Consumer surveys, he said, revealed that movie lovers typically are interested in having a "transformative" experience from their home-moving watching.

For that reason, DDB, an Omnicom company, and Philips' in-house creative team selected "David Banner and The Hulk" as the central character(s) for the TV, cinema and Internet spots.

Gay said the recent movie, which didn't fare well in U.S. movie theaters, was popular in Europe and continues to deliver a clear message that resonates well with U.S. movie lovers.

Spending for this year's holiday campaign was estimated by Gay to be about $30 million, up some $10 million from last year's campaign.

The 30-second TV spots began on Oct. 23rd and will run eight weeks, through the second week of December. The TV ads are placed against national Primetime broadcast network programming, movies, news and sporting events, Gay said.

The cinema component of the campaign will place 30-second ads promoting both Ambilight with the Hulk and Philips' Sense & Simplicity brand awareness messages. National CinemaMedia is handling ad placements at 5,500 theaters across the county, Gay said, targeting exposure to between 25 million and 30 million people. In addition, Philips will offer sweepstakes programs giving way products at select theaters.

The largest share of the campaign targets the Internet, Gay said. Starting this month, ads will appear on between 1,500 to 2,000 popular consumer Web sites, looking to capture the attention of potential buyers who use the Internet for their pre-TV-purchase research.

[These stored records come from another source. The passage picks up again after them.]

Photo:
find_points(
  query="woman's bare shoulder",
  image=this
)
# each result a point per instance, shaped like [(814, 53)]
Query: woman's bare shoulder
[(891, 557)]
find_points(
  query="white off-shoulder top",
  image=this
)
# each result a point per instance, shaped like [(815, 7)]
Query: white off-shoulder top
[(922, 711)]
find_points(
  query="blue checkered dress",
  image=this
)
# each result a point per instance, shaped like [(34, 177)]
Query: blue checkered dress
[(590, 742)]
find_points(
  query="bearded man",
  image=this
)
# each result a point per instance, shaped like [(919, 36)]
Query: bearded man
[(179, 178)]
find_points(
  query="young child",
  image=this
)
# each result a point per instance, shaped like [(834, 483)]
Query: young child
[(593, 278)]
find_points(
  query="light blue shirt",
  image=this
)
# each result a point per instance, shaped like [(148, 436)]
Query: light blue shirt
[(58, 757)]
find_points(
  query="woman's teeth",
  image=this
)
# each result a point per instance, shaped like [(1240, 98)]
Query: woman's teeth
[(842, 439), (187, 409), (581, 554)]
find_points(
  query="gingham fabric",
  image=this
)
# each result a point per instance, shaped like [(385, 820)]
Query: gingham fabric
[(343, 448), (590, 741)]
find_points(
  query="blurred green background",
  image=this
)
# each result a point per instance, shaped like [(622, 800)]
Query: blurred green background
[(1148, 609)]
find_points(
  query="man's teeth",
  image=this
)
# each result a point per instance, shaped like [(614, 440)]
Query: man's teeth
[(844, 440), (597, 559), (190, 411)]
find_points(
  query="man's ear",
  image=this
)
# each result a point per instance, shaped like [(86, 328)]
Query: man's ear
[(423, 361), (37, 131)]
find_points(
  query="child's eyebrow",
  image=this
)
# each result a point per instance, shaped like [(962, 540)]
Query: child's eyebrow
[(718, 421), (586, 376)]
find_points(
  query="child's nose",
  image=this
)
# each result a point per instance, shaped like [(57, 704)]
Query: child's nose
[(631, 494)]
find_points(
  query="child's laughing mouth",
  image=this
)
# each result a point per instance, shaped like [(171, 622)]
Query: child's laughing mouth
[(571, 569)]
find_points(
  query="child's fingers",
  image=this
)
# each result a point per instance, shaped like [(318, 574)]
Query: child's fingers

At the same time, the company's public relations team has been assigned to encourage reviews of Philips' products on the Web, and will ensure that "experts and opinion leaders are seeing our product and hopefully they agree that it is highly differentiated," Gay said.

Philips has also taken steps to ensure that Ambilight products pop-up prominently in search engines, he added.

Special "interruptive" Internet ads, meanwhile, were developed to run on key lifestyle and movie sites, encouraging click-throughs, according to Gay. The ads use Hulk animations to play into the immersive home movie message.

In stores, Philips is relying on the help of its key retail partners, which this year include Best Buy, Circuit City, Sears and select regional A/V accounts. Dealers have been encouraged to display Ambilight products on showroom floors in a way that highlights the full sensory effect of the lighting technology. Philips is also supplying coop ad support and retail sales training.

Gay said the campaign will also extend to between 25 and 30 national consumer print publications. The campaign will use creative ad units including front-cover French doors, and "a lot of use of spreads and thirds to make sure the flat-TV message gets across."